A year ago the way to get a good laugh in Washington was to predict that a Senate-House conference committee would be meeting on July 17 to put the finishing touches on the tax-reform act of 1986. But that is exactly what is happening today. Tax reform is a certainty now. That is welcome news for millions of American taxpayers weary of reading about millionaires and huge corporations getting by without paying any taxes at all.

The 22 senators and representatives have some controversial decisions ahead of them. But the major parameters of the tax-reform bill are established. There is informal agreement on a two-bracket system for individuals, 15% and 27%. Both Senate and House bills achieve the important goal of eliminating federal taxes altogether for an estimated 6 million Americans who live below or near the poverty line.

The conference committee needs to agree on an adequate minimum tax for the wealthy and for corporations. That is the only way to persuade the average American that the rich will not be able to find new loopholes to use to their advantage.

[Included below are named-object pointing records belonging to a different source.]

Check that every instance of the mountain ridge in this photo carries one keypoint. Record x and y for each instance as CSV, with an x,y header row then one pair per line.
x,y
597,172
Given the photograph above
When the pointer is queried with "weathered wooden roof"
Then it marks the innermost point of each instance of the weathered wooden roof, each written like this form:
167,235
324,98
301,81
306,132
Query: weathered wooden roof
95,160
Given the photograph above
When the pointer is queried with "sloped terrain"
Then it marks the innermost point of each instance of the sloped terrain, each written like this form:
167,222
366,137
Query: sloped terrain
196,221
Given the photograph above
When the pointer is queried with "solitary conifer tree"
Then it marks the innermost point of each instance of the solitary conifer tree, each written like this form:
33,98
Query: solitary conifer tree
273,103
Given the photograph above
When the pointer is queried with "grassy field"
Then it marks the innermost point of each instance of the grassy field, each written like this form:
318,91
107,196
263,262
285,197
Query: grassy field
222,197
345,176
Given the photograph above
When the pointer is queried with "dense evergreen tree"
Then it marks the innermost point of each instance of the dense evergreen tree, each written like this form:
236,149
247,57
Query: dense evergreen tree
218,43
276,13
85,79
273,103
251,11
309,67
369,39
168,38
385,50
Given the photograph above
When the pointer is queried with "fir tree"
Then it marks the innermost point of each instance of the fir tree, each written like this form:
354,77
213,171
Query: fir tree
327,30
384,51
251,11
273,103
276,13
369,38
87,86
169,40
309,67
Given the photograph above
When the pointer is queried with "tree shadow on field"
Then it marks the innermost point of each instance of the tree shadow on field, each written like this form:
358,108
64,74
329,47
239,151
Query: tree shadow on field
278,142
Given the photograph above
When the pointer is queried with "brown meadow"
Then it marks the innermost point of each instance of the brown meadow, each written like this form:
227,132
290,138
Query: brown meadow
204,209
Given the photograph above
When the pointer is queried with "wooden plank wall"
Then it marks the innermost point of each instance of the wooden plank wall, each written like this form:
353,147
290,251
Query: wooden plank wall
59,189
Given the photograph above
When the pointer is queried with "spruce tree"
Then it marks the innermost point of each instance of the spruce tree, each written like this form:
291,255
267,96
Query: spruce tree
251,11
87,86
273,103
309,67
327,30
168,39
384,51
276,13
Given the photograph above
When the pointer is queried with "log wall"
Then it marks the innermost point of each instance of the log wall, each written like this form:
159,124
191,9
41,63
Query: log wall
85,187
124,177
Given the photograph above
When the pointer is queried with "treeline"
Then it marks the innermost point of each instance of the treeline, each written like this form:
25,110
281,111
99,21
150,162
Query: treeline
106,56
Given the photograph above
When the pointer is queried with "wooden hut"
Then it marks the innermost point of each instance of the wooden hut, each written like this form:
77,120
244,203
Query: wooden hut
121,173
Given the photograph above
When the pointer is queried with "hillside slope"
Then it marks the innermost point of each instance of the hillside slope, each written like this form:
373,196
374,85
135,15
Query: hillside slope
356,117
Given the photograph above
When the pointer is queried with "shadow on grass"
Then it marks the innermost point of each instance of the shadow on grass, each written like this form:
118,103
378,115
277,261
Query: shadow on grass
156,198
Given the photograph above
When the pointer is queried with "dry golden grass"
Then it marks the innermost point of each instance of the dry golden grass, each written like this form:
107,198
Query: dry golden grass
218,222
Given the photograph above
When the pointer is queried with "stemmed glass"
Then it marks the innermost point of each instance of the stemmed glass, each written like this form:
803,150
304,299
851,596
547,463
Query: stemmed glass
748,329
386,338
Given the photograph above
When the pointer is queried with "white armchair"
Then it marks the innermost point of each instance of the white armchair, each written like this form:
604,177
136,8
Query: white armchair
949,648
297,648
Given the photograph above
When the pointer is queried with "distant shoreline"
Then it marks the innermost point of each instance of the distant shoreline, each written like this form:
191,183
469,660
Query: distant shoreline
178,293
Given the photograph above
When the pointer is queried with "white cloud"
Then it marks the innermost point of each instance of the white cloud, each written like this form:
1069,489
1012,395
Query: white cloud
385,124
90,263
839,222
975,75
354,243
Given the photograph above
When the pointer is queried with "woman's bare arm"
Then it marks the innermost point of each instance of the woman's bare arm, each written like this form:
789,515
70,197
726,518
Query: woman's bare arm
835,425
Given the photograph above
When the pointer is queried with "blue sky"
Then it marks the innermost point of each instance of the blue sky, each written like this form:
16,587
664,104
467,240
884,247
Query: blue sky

And the committee must also be certain that middle-income Americans, who pay for the bulk of trillion-dollar annual federal budgets, are treated fairly in the way the new system redistributes the national tax burden. Where possible, the committee should seek ways to encourage savings and investment and to lessen the tax incentives for credit-card living. Consumer debt has risen to imprudent levels in recent years.

The committee also must assure that the plan remains revenue-neutral: that it does not give away more in reductions than it collects in other levies. With the election on the horizon, there may be a temptation to offer too many goodies to too many classes of taxpayers.

Congress and the Administration deserve credit for defying conventional wisdom and writing a tax-reform plan in an election year. With tax reform now virtually completed, they should quickly focus on the more critical problems facing the nation: the spiraling national debt and the lagging economy.

The primary goal of a tax system is to produce the revenue required to finance government adequately. One of Congress' priorities now should be consideration of a tax increase that will pay for the government that we need and stop the nation's dangerous plunge into the whirlpool of debt.